Indians SVG are the common name of the Native American population (except for the Eskimos and Aleutians). The name originated from the misperception of the first European seafarers (Christopher Columbus and others) at the end of the 15th century, who considered their discovery of the Atlantic lands to be India. By anthropological type, Indians belong to the American race. Currently there are about 1,000 Amerindian peoples, and at the end of the 15th century there were about 2,200. The total number of Indians in Latin America by the beginning of the 1990s was 35-40 million, in the United States in the XX century more than 1.5 million, and in Canada 500 thousand Indians SVG and 30 thousand Eskimos.
Modern Indians SVG and Eskimos are genetically close to the inhabitants of Asia. In particular, according to the data of genetic researches of the University of Michigan, genotypes of some Indian tribes are close to genotypes of some peoples of Siberia. It confirms a hypothesis that ancestors of modern Indians and Eskimos have moved to America from Asia. One of the proposed ways of resettlement is considered to be the so-called “Bering Bridge” – an ancient wide isthmus between America and Asia on the site of the current Bering Strait, which disappeared more than 12 thousand years ago. Migration continued between 70,000 B.C. and 12,000 B.C. and had several waves independent of each other. According to a genetic study in 2018, the number of the first migrants from Siberia to America was about 250 people. The level of culture of the first immigrants corresponded to the late Paleolithic and Mesolithic cultures of the Old World. Resettlement of Indians on both continents and development by them of the new grounds stretched many millennia.
The international group of researchers (which included employees of the Institute of Cytology and Genetics of the Siberian Branch of the Russian Academy of Sciences), who studied mitochondrial DNA and Y-chromosomes of modern inhabitants of the Altai Territory, came to the conclusion that Altai should be considered the genetic homeland of the first Americans. Approximately 20-25 thousand years ago, the ancestors of the Indians SVG (as well as probably Chukcha, Koryaks, etc.), who settled in Siberia and eventually reached America, apparently came from there.

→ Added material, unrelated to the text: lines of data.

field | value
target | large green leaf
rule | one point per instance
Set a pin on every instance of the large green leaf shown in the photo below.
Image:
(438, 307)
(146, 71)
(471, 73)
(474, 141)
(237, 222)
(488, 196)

In the Y-chromosome of the southern Altaians, researchers found unique mutations in the DNA of Native Americans, known as the haplogroup Q. The view of mitochondrial DNA (study of haplogroups C and D in the southern Altaians and haplogroup D in the northern Altaians) yielded similar results.

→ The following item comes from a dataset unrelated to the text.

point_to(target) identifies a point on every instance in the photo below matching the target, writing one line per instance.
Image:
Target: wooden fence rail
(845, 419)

Before European colonization (started in the 15th century), most tribes in North and South America were at different stages of the tribal system: some were dominated by the mother tribes (Iroquois, Muskogi, Hopi, many tribes of the Amazon basin, etc.), while others formed the father tribes (North-West and South-West tribes of North America, many South American tribes). Some peoples were at different stages of transition from clan to class society. The Indians of Central and South America (Aztecs, Mayans, Incas) lived in class societies.